The actor, however, noted that he is “proud” that his sister has taken the plunge into politics. “She has been living there for the past couple of years and knows the issues that matter to people. I am glad she will be able to be in touch with people and help them directly,” he said.

Sachar joined the Indian National Congress party on Monday, ahead of the Punjab assembly polls, which are scheduled to take place in February.

When wishing her luck on Twitter, too, Sood had stressed that he would continue his philanthropic work without any political affiliations. He had written, “As my sister Malvika Sood embarks on her political journey, I wish her the best and can’t wait to see her flourish in this new chapter of her life. Good luck Malvika! My own work as an actor and humanitarian continues, without any political affiliations or distractions.”
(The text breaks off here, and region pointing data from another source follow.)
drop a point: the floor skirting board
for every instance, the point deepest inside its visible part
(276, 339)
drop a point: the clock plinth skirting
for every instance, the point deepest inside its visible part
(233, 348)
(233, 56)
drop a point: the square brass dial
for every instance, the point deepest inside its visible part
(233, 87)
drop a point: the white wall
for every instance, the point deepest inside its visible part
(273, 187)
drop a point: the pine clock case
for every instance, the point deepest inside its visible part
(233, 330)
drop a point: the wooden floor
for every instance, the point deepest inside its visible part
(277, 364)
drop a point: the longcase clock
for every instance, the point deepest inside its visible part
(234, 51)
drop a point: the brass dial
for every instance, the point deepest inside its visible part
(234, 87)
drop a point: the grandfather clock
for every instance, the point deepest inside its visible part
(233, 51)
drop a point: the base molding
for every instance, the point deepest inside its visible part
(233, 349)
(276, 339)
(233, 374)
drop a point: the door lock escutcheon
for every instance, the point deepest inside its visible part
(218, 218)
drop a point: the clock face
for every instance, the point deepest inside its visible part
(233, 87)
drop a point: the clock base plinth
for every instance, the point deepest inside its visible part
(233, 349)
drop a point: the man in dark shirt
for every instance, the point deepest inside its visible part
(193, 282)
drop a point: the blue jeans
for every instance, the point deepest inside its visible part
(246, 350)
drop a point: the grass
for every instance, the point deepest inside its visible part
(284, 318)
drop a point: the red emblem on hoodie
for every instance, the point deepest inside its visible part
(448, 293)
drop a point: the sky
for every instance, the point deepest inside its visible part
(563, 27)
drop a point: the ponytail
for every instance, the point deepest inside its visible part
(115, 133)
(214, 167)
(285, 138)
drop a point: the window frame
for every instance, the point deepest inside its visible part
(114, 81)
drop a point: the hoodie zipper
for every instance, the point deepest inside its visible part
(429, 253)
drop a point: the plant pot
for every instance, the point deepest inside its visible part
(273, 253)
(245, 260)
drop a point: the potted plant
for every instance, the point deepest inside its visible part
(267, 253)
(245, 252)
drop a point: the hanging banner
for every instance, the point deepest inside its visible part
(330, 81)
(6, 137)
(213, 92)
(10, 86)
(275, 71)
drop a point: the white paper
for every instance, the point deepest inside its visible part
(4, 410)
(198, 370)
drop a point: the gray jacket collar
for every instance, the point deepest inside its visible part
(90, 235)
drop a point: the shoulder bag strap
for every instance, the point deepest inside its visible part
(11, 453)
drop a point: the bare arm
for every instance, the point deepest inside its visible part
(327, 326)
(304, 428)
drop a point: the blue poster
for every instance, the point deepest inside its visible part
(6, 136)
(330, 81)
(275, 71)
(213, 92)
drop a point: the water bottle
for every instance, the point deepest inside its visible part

Sood, who has predominantly appeared in Hindi, Telugu, and Tamil cinema, became noted for his philanthropic work when Covid-19 hit India in March 2020. He started by helping thousands of migrant labourers, who were struggling to get back to their hometowns on foot when the sudden nationwide lockdown was announced. He continued his social work through his ‘Sood Charity Foundation’, including providing assistance to students for online classes and organising oxygen cylinders that were in shortage during the second wave of the pandemic. He also helped organise teams of volunteers to aid patients seeking hospital beds across the country.